1-Par jugement de départage du 8 décembre 2017, le conseil des prud’hommes de Paris a condamné, sous le bénéfice de l’exécution provisoire, la société [7] à verser à Monsieur [F] [P] plusieurs sommes à titre notamment d’indemnité compensatrice de préavis, d’indemnité de licenciement, de dommages et intérêt pour rupture abusive, d’heures supplémentaires, et de travail dissimulé.
Le 18 décembre 2017, Maître [N] a formé un premier appel contre ce jugement devant la cour d’appel de Paris. La déclaration d’appel a été enregistrée au greffe le 17 janvier 2018.
Le 21 décembre 2017, Maître [N] a formé un second appel à l’encontre du même jugement, devant la cour d’appel de Paris.
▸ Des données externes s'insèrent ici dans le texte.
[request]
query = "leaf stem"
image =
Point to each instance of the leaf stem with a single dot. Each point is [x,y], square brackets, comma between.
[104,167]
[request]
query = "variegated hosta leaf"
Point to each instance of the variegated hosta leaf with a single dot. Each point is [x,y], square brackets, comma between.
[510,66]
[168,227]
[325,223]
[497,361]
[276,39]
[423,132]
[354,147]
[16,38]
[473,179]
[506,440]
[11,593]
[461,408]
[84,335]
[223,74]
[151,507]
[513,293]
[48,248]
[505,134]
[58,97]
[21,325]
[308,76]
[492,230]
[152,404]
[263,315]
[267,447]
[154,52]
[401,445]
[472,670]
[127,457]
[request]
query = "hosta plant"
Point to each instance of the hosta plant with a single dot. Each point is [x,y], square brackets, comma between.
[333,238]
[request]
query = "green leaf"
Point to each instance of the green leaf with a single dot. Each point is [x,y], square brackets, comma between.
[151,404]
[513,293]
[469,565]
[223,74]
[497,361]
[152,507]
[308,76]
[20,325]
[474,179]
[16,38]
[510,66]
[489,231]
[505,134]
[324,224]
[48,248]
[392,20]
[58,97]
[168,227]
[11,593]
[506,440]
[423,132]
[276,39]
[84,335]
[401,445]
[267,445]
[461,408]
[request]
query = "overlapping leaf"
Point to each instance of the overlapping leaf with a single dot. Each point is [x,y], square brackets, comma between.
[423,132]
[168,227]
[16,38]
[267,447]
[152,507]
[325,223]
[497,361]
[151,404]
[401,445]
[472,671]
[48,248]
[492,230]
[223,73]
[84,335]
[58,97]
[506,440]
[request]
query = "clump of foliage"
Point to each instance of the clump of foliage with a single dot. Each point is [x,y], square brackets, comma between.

La déclaration d’appel a été enregistrée au greffe le 22 janvier 2018.
Le 26 mars 2018, le conseiller de la mise en état a émis un avis de caducité visant la seconde déclaration d’appel, faute pour l’appelant d’avoir signifié sa déclaration au greffe dans le délai d’un mois à compter du 23 février 2018.
Le 29 mars 2018, le conseiller de la mise en état, après examen du dossier et observations fournies, a émis un avis de non-caducité de cette seconde déclaration d’appel.
Par ordonnance du 19 septembre 2019, le conseiller de la mise en état, constatant que l’appelante n’avait remis aucune conclusion au greffe de la cour dans le délai de trois mois imparti par l’article 908 du code de procédure civile à compter de sa première déclaration d’appel, soit avant le 19 mars 2018, et précisant que la signification des conclusions à l’intimé le 21 mars 2018 ne valait pas remise au greffe, a prononcé la caducité de la première déclaration d’appel.
Suivant ordonnance sur incident du 27 mars 2019, le conseiller de la mise en état a déclaré irrecevable, à défaut d’intérêt, l’appel interjeté le 21 décembre 2017 concernant la même décision que le premier appel, et ne procédant à aucune rectification de celui-ci.
Maître [N] a formé une requête en déféré contre cette ordonnance, et par arrêt du 21 juin 2019, la cour d’appel de Paris a confirmé l’ordonnance en toute ses dispositions.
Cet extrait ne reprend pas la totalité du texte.